Dr. Deepa Jeyakumar is board-certified in medical oncology, and specializes in patients with hematologic malignancies. She treats patients with leukemias, lymphomas, myelodysplastic syndromes and myeloma at CFCCC. She is also an assistant clinical professor at UCI Health in the division of hematology/oncology.
About the UC San Diego Moores Cancer Center MDS Center of Excellence
Moores Cancer Center is an MDS Center of Excellence designated by the Myelodysplastic Syndromes Foundation. It is one of just six in California and the only one in San Diego County. Dr. Rafael Bejar, MD, PhD, established the MDS Center of Excellence at Moores Cancer Center to provide patients the best diagnostic tools, supportive care, clinical trials, and medical expertise in one center.

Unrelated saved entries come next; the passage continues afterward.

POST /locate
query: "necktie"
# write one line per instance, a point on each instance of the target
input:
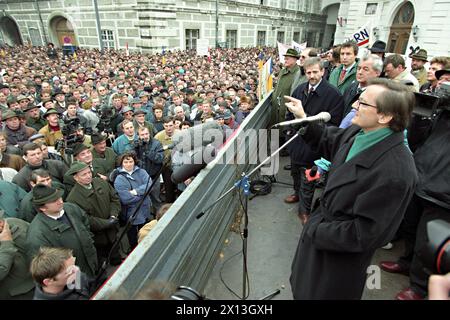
(342, 76)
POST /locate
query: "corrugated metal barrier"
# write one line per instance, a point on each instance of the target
(181, 249)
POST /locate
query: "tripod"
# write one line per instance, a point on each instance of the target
(244, 184)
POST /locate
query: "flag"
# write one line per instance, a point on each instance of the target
(282, 49)
(299, 47)
(361, 36)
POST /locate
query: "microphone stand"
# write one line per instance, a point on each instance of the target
(244, 184)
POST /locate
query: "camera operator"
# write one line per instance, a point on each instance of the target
(432, 196)
(52, 130)
(150, 155)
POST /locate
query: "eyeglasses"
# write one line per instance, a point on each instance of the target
(359, 102)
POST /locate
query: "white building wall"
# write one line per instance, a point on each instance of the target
(432, 18)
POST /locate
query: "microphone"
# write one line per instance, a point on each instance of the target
(321, 117)
(199, 159)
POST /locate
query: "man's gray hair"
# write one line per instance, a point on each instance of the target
(377, 62)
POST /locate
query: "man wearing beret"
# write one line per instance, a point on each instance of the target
(101, 152)
(82, 153)
(100, 202)
(17, 134)
(64, 225)
(51, 131)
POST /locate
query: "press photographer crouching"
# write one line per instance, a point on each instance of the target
(430, 133)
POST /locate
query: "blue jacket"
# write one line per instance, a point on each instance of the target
(140, 181)
(122, 144)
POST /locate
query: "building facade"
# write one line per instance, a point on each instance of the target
(153, 25)
(400, 23)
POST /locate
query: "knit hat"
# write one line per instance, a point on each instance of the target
(43, 194)
(78, 148)
(9, 114)
(76, 167)
(97, 138)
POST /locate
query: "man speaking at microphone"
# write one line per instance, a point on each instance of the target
(370, 183)
(316, 96)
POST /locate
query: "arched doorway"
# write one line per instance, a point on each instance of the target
(10, 31)
(401, 29)
(63, 31)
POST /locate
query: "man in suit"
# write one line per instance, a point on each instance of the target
(354, 216)
(316, 95)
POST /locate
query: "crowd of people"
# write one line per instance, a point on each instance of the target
(372, 175)
(85, 139)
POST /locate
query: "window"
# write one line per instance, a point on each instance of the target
(261, 39)
(371, 8)
(35, 37)
(108, 39)
(231, 38)
(280, 36)
(191, 38)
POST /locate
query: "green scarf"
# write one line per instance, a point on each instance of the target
(364, 141)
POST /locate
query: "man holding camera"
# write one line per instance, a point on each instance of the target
(100, 202)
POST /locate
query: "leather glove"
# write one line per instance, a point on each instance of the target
(112, 222)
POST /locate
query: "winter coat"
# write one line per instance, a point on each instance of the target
(360, 210)
(283, 88)
(99, 203)
(50, 136)
(324, 98)
(20, 136)
(10, 197)
(108, 160)
(140, 181)
(349, 78)
(56, 168)
(122, 144)
(47, 232)
(433, 161)
(15, 277)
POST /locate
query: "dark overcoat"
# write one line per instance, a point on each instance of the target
(360, 210)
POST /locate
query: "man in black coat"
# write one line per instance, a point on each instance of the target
(370, 183)
(316, 96)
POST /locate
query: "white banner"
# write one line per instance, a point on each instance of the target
(282, 49)
(202, 47)
(362, 35)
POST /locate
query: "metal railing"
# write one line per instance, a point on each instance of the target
(181, 249)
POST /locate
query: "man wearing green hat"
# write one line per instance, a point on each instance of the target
(82, 153)
(64, 225)
(101, 203)
(419, 59)
(284, 86)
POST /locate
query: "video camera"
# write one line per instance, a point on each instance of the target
(430, 104)
(70, 137)
(436, 252)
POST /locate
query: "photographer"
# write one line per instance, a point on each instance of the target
(52, 130)
(432, 196)
(150, 155)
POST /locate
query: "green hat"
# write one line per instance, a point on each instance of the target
(78, 148)
(292, 53)
(43, 194)
(49, 112)
(420, 55)
(76, 167)
(9, 114)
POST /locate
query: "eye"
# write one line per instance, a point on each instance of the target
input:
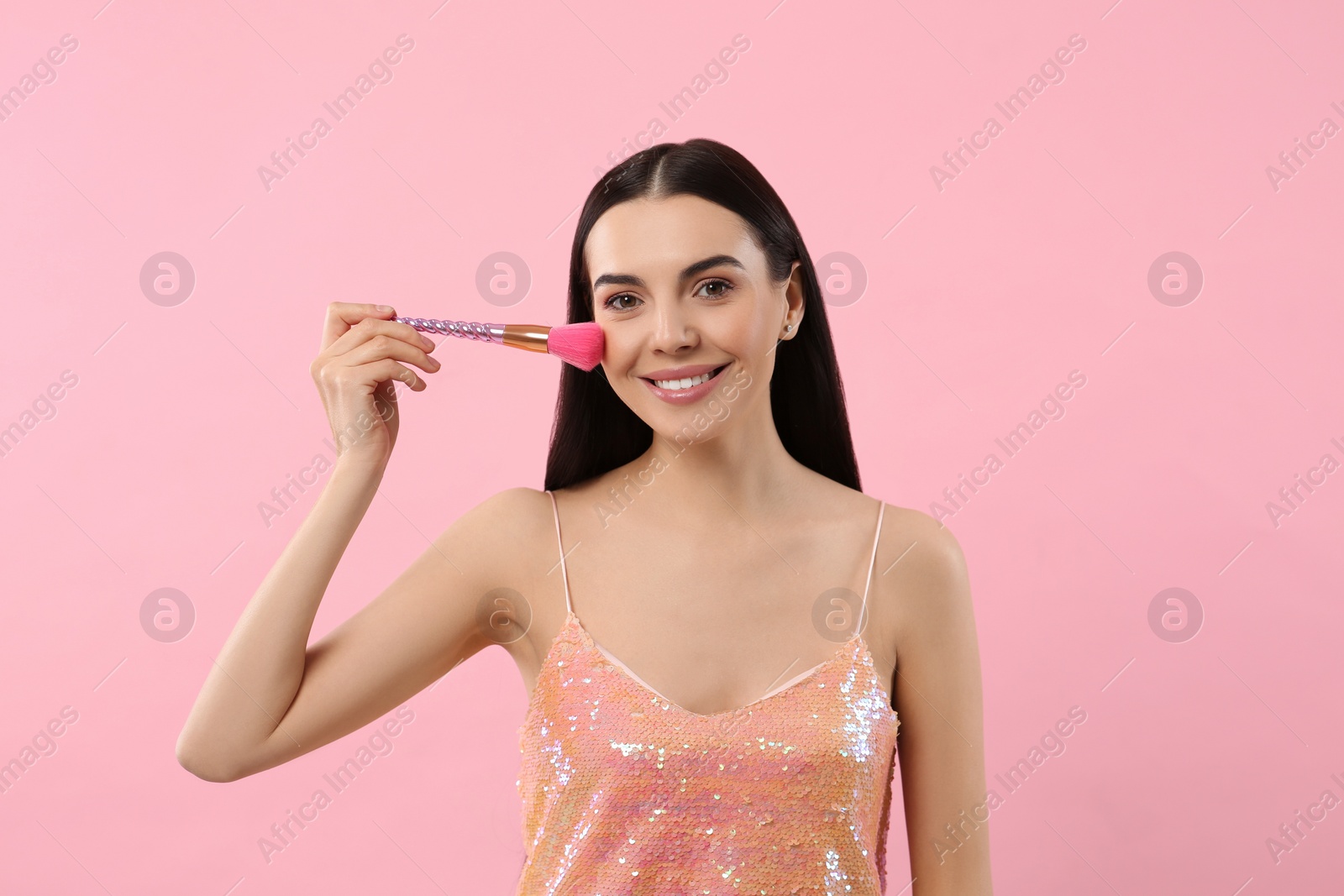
(726, 288)
(611, 301)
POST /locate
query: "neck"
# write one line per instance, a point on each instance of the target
(709, 464)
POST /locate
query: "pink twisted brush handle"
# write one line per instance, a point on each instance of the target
(461, 329)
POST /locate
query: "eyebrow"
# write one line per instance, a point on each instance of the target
(691, 270)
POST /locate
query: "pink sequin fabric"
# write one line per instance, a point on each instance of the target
(624, 792)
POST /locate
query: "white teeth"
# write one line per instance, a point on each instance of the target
(683, 383)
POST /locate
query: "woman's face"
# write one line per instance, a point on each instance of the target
(689, 312)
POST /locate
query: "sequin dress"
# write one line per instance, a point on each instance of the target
(624, 792)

Dr. Rafael Bejar is board-certified in internal medicine, oncology, and hematology, with a special interest in hematologic malignancies (blood cancers). He specializes in the care of patients with myelodysplastic syndromes (MDS) and related blood disorders. Dr. Bejar is a physician scientist who in addition to caring for patients, runs a research laboratory dedicated to the study of MDS. His focus is to discover disease features that can be used to personalize the care of patients with MDS.